Cold War Laugh Lines: Comic Communication in Authoritarian Taiwan and South Korea

Taiwan in the World Lecture Series

Photo for Cold War Laugh Lines: Comic...

January 1, 1947, Tonga Ilbo. "The 38th Parallel Blues." Image Credit: The Cold War Comic: Power and Laughter in Taiwan and South Korea (1948-1979) by Evelyn Ming Whai Shih

Evelyn Shih (University of Minnesota) will give a lecture based on her first book manuscript, which takes a comparative approach to Taiwanese and South Korean contexts and explores the comic forms that flourish under heavy censorship and ideological control.


Thursday, January 15, 2026
12:00 PM - 1:30 PM (Pacific Time)
Bunche Hall, Rm 10383 & Online


The UCLA Taiwan in the World lecture series aims to promote Taiwan studies and disseminate knowledge about Taiwan in a global context and shed light on Taiwan's political economy, international relations, and US-Taiwan-China relations, as well as Taiwan's society, political system, social structure, and institutions.

Note: This lecture will be presented in a hybrid format. See registration links below to attend virtually or in-person.

About the Speaker

Evelyn Shih is Korea Foundation Assistant Professor at the Department of Asian and Middle Eastern Studies with a joint appointment in Cultural Studies and Comparative Literature at the University of Minnesota. She teaches courses on film and media, as well as Korean culture and literature within a comparative and transnational framework. She studies colonial, Cold War, and contemporary East Asia.
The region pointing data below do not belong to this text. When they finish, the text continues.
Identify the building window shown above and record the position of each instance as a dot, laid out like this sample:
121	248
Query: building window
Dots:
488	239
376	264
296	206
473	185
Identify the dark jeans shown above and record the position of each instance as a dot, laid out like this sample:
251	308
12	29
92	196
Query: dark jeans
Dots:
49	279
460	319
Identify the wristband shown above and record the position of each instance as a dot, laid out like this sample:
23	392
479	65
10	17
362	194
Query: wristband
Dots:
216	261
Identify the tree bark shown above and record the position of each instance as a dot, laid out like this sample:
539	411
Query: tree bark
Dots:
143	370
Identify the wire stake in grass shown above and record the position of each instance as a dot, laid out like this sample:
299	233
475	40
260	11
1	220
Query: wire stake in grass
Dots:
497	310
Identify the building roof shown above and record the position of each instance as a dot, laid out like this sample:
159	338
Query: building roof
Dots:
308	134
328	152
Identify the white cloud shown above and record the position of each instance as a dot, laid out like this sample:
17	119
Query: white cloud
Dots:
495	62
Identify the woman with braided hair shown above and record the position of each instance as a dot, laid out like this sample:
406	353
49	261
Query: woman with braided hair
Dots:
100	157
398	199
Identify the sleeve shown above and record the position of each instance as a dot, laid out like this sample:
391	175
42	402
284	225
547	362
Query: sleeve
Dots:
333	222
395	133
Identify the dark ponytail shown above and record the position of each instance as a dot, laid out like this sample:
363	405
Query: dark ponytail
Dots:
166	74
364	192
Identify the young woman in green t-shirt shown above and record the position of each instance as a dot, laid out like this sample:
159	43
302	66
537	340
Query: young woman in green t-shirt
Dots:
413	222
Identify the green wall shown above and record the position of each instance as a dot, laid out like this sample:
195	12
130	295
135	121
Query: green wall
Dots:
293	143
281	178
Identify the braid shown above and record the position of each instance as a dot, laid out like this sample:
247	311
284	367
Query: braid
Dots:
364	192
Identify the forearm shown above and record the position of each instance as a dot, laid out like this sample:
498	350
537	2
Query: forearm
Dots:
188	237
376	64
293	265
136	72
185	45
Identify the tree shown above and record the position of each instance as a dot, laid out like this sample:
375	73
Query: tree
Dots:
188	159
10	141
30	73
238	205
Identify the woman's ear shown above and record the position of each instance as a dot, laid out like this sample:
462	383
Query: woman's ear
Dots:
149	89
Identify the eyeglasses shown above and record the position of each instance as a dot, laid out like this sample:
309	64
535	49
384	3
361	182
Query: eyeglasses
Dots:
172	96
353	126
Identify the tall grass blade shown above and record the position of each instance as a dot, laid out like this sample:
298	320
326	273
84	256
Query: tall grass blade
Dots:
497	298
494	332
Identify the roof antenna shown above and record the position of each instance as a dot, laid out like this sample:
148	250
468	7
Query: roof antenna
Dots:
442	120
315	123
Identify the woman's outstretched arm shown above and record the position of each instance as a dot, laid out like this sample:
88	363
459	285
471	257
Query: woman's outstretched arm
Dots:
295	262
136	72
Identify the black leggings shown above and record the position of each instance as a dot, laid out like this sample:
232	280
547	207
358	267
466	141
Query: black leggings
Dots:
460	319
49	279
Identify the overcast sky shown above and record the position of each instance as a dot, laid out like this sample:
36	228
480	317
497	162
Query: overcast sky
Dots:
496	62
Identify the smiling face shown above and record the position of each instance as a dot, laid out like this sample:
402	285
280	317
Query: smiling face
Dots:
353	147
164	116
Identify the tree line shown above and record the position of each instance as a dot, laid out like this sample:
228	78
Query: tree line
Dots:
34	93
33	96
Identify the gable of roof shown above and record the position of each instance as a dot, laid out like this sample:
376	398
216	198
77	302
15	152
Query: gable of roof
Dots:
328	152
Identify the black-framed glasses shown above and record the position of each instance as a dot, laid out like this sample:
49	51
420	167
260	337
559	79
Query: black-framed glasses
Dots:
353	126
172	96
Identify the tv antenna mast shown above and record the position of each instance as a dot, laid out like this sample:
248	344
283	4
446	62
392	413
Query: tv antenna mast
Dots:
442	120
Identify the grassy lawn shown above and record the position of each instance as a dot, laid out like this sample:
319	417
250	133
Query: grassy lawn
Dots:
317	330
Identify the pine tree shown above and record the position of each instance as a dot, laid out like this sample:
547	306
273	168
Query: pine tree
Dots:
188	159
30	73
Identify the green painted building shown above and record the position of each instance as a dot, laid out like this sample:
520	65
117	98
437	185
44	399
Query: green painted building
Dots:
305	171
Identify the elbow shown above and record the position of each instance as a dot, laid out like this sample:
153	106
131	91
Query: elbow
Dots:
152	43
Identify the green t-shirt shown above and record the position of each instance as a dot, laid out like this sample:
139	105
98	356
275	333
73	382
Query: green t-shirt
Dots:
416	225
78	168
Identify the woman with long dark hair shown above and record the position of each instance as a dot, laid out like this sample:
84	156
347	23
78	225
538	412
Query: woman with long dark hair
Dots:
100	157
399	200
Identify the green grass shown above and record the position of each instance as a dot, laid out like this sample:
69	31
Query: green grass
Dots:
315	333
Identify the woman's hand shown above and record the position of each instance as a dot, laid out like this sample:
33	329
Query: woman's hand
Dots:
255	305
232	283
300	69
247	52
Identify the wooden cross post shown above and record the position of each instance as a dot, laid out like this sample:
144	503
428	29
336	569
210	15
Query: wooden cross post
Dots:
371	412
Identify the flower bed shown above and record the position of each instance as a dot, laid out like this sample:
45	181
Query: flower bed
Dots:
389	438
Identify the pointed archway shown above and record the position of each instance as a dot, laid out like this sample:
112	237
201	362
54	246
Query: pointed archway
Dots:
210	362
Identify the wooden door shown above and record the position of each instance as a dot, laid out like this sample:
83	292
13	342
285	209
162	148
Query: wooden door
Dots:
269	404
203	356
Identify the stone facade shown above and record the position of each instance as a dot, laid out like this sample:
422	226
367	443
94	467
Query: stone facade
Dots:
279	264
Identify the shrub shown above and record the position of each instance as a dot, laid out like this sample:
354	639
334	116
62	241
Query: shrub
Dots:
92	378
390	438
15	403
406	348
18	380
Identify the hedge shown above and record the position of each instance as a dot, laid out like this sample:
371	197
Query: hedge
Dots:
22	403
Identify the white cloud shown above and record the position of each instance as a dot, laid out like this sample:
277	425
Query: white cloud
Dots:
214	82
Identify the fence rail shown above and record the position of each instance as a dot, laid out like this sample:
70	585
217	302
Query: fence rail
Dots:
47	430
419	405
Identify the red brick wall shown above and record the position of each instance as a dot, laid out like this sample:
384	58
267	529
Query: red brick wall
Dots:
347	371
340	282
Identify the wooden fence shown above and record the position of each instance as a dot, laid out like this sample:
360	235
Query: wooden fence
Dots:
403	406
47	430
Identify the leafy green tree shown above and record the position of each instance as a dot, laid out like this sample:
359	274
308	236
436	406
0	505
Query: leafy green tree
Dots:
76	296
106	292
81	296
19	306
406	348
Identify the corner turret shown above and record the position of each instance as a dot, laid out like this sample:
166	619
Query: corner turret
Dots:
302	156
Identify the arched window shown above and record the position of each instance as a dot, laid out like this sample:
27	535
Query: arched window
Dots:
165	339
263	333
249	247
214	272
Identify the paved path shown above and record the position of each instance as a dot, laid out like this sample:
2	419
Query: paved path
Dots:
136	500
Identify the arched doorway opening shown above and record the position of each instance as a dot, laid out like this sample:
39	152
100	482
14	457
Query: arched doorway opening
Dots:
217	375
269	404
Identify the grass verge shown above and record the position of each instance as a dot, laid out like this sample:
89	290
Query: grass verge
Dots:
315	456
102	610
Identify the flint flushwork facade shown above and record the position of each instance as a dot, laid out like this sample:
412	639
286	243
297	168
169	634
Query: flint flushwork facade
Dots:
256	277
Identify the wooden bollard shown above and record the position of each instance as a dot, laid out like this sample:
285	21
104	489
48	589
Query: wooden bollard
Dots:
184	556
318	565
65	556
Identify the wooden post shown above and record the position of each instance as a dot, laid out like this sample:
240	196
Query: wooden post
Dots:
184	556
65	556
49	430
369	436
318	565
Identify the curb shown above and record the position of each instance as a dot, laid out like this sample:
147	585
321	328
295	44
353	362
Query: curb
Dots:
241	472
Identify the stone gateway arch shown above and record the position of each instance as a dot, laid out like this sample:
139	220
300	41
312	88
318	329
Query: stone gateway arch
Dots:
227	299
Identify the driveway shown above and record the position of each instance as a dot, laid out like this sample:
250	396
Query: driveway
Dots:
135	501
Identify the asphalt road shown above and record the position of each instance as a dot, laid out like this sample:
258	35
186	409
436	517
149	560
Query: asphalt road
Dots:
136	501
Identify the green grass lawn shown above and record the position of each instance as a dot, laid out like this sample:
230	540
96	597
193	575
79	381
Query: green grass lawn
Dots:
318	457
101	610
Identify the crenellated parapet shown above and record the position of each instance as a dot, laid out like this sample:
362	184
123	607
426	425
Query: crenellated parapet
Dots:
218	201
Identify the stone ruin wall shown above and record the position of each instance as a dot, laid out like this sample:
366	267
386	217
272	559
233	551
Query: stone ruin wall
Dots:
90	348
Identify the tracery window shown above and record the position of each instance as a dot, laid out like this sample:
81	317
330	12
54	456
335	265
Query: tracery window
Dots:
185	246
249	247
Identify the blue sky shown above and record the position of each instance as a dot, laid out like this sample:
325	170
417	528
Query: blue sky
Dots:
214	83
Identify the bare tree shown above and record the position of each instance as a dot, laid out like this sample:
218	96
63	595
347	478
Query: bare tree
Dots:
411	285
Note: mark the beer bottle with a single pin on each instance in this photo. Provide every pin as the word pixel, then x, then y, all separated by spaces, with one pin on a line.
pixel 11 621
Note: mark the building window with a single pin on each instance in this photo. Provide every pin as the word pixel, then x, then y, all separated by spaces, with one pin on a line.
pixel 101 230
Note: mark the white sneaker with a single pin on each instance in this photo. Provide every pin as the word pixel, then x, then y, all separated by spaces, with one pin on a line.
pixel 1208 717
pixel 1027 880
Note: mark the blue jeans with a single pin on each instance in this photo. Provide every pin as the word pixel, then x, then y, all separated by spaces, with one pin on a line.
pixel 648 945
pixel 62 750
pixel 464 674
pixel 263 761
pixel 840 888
Her first book manuscript, Cold War Laugh Lines: Comic Communication in Authoritarian Taiwan and South Korea, explores the comic forms that flourish under heavy censorship and ideological control. She dives into the archives of the anti-Communist sphere in Cold War East Asia to argue for the transnational circulation of a regional style of comic expression. Her work interweaves methodologies from affect and phenomenology, media historiography, environmental humanities, aesthetics and critical theory. Her second book will trace the origins of modern comic expression into the Japanese colonial period, looking into new concepts such as "nonsense" and "neurasthenia" that were introduced to Taiwan and Korea during that time.